At 11/05/2010 5:19 AM, Blogger sethstorm said...


Bull Markets: Fine Art

A market that only shows how far the buyer and seller are out of touch with the world around them. Doubly so for Third World/Developing countries, where the detachment from reality is obvious.

 
At 11/05/2010 6:26 AM, Blogger cluemeister said...

So the US refuses to expand drilling for natural resources in Alaska, the gulf, and offshore, so other countries fill the gap and cash in.

At least we're selling them artwork.
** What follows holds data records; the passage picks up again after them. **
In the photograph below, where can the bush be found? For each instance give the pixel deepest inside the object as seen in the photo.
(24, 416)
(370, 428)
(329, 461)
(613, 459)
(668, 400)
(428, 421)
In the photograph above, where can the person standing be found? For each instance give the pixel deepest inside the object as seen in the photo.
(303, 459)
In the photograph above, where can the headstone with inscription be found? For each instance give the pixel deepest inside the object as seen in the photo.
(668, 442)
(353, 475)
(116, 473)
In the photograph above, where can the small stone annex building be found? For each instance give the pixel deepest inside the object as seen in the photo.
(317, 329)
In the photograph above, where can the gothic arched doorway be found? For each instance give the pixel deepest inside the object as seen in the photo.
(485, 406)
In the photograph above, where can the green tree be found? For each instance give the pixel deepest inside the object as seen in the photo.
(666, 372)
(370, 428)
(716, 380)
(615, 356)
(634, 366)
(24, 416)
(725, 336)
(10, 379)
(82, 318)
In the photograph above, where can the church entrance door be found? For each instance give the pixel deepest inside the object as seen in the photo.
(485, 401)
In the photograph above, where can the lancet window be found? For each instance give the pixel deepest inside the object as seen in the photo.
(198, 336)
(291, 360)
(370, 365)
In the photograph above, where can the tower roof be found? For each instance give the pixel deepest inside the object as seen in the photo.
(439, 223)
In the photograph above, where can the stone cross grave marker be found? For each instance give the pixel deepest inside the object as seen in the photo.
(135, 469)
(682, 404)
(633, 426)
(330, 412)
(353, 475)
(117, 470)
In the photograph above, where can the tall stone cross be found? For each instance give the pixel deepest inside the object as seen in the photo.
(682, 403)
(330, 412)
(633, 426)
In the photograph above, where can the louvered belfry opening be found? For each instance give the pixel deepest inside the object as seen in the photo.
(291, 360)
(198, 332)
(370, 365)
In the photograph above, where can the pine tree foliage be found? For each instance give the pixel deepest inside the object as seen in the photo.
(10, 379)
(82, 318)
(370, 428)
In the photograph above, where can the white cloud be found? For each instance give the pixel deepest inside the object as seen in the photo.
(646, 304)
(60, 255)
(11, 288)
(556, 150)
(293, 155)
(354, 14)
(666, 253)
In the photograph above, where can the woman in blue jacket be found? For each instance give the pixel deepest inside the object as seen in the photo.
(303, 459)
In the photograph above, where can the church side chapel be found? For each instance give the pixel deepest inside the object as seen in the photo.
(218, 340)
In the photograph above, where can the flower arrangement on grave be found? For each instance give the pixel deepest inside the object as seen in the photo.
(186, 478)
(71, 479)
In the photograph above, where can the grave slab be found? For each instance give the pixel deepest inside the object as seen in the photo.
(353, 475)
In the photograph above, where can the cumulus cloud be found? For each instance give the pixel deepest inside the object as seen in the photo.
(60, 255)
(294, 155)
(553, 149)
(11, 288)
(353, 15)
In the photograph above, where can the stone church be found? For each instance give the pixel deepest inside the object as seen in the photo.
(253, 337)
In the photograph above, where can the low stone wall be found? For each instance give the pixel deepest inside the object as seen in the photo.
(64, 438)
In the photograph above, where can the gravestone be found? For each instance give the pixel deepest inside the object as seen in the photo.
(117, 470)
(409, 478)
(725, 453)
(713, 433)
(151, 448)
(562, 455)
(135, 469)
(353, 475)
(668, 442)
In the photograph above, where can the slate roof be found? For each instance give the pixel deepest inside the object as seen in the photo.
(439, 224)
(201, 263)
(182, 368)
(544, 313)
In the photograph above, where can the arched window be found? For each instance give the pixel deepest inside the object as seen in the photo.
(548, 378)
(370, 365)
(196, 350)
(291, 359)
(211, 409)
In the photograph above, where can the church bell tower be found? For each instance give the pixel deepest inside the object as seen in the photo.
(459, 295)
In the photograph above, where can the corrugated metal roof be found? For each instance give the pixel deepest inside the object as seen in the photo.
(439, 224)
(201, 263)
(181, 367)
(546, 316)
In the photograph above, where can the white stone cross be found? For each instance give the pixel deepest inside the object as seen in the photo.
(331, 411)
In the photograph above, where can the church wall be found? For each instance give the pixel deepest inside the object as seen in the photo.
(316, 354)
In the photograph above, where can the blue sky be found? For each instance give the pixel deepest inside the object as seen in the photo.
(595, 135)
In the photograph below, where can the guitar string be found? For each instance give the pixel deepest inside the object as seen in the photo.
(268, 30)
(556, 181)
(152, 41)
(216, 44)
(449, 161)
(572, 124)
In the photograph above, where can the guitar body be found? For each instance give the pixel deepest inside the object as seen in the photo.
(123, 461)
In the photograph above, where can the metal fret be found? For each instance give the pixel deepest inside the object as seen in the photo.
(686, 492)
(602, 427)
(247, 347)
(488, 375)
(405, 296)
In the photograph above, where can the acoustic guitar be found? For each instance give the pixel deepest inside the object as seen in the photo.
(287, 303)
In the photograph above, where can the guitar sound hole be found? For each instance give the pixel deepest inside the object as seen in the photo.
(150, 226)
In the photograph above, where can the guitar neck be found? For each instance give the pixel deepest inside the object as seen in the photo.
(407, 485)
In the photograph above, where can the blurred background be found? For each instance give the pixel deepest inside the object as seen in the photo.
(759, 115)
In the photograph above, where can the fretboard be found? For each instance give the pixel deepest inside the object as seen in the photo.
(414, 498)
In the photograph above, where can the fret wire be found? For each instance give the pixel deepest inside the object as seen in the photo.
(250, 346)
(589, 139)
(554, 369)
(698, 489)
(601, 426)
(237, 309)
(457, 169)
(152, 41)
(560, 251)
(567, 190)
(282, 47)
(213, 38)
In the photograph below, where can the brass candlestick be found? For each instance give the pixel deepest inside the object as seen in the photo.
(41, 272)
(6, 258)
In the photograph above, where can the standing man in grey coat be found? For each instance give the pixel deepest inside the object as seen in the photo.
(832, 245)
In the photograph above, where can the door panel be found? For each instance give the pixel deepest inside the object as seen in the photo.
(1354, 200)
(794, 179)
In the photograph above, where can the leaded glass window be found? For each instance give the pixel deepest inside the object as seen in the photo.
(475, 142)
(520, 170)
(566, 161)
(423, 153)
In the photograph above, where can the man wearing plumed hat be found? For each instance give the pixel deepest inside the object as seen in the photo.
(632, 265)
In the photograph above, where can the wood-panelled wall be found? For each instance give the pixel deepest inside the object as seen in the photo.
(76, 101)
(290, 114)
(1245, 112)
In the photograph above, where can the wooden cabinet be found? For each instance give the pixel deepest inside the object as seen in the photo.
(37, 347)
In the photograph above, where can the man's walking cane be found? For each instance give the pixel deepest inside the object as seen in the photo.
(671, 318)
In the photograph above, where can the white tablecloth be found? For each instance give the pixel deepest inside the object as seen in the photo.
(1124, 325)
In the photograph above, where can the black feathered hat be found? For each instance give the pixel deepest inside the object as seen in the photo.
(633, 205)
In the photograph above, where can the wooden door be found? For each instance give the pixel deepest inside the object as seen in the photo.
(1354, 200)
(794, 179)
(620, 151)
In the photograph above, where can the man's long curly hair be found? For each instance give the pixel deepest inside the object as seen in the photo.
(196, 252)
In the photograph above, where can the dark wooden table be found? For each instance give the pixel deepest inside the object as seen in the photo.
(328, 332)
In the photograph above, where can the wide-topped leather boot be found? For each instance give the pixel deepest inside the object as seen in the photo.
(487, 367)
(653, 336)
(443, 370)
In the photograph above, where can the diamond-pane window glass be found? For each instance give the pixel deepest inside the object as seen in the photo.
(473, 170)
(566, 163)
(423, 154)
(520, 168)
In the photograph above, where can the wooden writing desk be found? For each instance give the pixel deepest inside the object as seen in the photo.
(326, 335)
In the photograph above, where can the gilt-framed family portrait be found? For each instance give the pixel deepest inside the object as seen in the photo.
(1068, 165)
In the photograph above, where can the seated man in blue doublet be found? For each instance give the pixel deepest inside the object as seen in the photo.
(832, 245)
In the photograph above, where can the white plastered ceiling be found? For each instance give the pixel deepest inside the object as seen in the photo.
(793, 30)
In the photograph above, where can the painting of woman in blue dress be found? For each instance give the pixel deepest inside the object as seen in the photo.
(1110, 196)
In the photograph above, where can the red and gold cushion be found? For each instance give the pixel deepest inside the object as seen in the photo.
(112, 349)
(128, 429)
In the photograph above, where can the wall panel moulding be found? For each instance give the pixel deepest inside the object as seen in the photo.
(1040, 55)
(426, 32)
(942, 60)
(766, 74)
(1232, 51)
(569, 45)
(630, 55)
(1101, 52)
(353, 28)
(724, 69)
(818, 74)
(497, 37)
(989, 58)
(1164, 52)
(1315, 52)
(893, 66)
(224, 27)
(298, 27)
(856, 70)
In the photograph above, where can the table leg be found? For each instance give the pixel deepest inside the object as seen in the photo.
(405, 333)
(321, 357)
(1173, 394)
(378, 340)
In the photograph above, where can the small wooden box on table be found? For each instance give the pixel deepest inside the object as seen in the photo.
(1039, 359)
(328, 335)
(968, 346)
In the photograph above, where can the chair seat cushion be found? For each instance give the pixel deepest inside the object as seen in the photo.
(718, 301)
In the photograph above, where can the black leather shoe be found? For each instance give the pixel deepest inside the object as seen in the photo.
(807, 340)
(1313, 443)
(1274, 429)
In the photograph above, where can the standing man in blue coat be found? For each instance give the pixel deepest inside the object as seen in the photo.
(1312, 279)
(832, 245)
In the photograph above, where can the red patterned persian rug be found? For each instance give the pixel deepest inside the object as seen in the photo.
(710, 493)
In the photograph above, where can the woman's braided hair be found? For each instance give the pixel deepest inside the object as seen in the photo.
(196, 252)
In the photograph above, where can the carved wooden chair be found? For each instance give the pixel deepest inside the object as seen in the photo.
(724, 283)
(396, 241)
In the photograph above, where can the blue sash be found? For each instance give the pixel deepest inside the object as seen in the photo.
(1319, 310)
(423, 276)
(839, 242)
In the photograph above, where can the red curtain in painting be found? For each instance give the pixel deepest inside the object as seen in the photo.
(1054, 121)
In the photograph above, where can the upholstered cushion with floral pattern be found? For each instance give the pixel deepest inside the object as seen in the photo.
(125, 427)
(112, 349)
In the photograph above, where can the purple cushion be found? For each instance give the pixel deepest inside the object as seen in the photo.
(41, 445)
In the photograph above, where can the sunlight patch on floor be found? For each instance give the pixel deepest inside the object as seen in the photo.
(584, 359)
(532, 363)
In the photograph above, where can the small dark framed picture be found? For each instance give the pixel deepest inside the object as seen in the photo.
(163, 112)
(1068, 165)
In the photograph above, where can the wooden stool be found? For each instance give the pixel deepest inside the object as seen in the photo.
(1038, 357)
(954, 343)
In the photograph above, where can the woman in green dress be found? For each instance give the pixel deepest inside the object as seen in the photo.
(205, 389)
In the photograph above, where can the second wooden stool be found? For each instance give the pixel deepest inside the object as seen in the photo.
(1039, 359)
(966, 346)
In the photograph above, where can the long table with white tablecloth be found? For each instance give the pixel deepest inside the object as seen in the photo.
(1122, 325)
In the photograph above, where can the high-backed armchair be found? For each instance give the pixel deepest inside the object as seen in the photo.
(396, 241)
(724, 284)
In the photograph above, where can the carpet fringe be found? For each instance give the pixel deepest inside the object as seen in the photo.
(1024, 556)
Good jobs at good wages!

 
At 11/05/2010 7:42 AM, Blogger juandos said...

"Hordes of wealthy new buyers, ready to spend and anxious to build collections, are injecting life into a market hard-hit by the global financial crisis, experts said"...

Well that's a big 10-4!

Some guys from Ford spent $800K on a '47 Ford pick-up...:-)

 
At 11/06/2010 11:01 AM, Blogger Ron H. said...

"Some guys from Ford spent $800K on a '47 Ford pick-up...:-)"
Thanks for the link, juandos, that's one fine truck, ain't it?

And to think that it only costs $800k more that a new F350 dually.

Through loving care that '47 will probably look much like it does now, long after that dually has turned to dust.

Somehow it's hard to imagine people in 2073 drooling over a perfectly restored 2010 F350 dually.

 
At 11/06/2010 11:08 AM, Blogger Ron H. said...

"A market that only shows how far the buyer and seller are out of touch with the world around them."

"Let them eat cake!", eh, sethstorm?

Actually these folks could be very much in touch with the reality that fine art and other collectibles are a great hedge against the massive inflation that's coming right up.

 
At 11/07/2010 7:33 AM, Blogger juandos said...

"...that's one fine truck, ain't it?"...

Yes indeed, that's one pretty pick-up without a doubt...

I don't know a Cezanne from a Chagall (though both artists' works carry very hefty price tags) but I have some idea what it takes to make a classic vehicle a work of art...

"Somehow it's hard to imagine people in 2073 drooling over a perfectly restored 2010 F350 dually"...

Well you know Ron H that's a hard one to make a call on...

The other day I was watching a bit of the Barrett-Jackson auto auction (it was a repeat segment from 2007) and something called the CNN Warrior One - a ''93 Hummer' fetched $1.25 million for what should've been maybe a $40K price tag...

Its hard to say what people will spend money on...

 
At 11/07/2010 1:56 PM, Blogger Ron H. said...

"The other day I was watching a bit of the Barrett-Jackson auto auction (it was a repeat segment from 2007)"

Was that the year this was sold, or was it the next year?

This from the sales brochure:

"You, as the operator, feel the thrill of tearing a car in half, incinerating it and throwing it to the ground in flaming pieces. Buy this for your kids, your grand kids and best of all, the child in you."